2011年01月07日

「白いリボン」

 ひさびさに映画の話でも。いま現在、大阪・テアトル梅田などで上映中。



 ミヒャエル・ハネケは、ドイツのひねくれたキワもの映画監督。あのえげつない「ファニーゲーム」で一世を風靡した人ですが、「カフカの『城』」とか地味な破滅SF「タイム・オブ・ザ・ウルフ」とかも見ましたねそういえば。なんかどうでもいいぐらいエグい「ファニーゲーム」と、どんよりと地味なアート系作品の間で引き裂かれた印象のある人でしたが。

 このたびそのふたつを見事に統合した新作「白いリボン」をひっさげて登場。2時間半もある大作でしかもモノクロ、舞台は田舎町。ということでゲンナリしそうなものですが、ぜんぜん退屈せず。え、もう終わり?という感じでしたね。

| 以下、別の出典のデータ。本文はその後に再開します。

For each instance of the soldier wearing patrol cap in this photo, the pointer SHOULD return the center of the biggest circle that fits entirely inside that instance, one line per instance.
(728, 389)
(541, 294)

 なにしろ村の医師が道に張られた針金につまづいて落馬し大怪我するシーンから始まり、常に何がしかの暴力が起きている。この何者かの悪意を引き金に、村全体が暴力のカオスに蝕まれていく。本当ならとても見ていられないほどえぐい話なんですが、ものすごく淡々と牧歌的に描写されているので、思わず見入ってしまう。まさしくハネケのふたつの顔がいい具合にブレンドされており、悲願のカンヌパルムドールを勝ち取ったのもむべなるかな。

 この暴力は通俗的なハリウッドの表現とも違うし、北野武の痛覚に訴える様式美とも違います。まったくの他者に与えられる暴力は無感動でどこかよそよそしい。その現実感の乏しさが、暴力の連鎖へのためらいをなくしてしまう。

 この映画の舞台は第一次世界大戦前夜でありナチスのナの字も出てこないのですが、やがてこの地を覆うであろうおぞましい暴力の嵐の予兆を強く感じさせる内容となっています。どんな暴力も最初はささいなことから始まっていること、そこに権力を持つ側が加わって暴力に加担してしまうと、もう止められない。何が原因でなんのために争っていたのかもわからなくなり、ただひたすら止めようもなく暴力の連鎖が続いていく。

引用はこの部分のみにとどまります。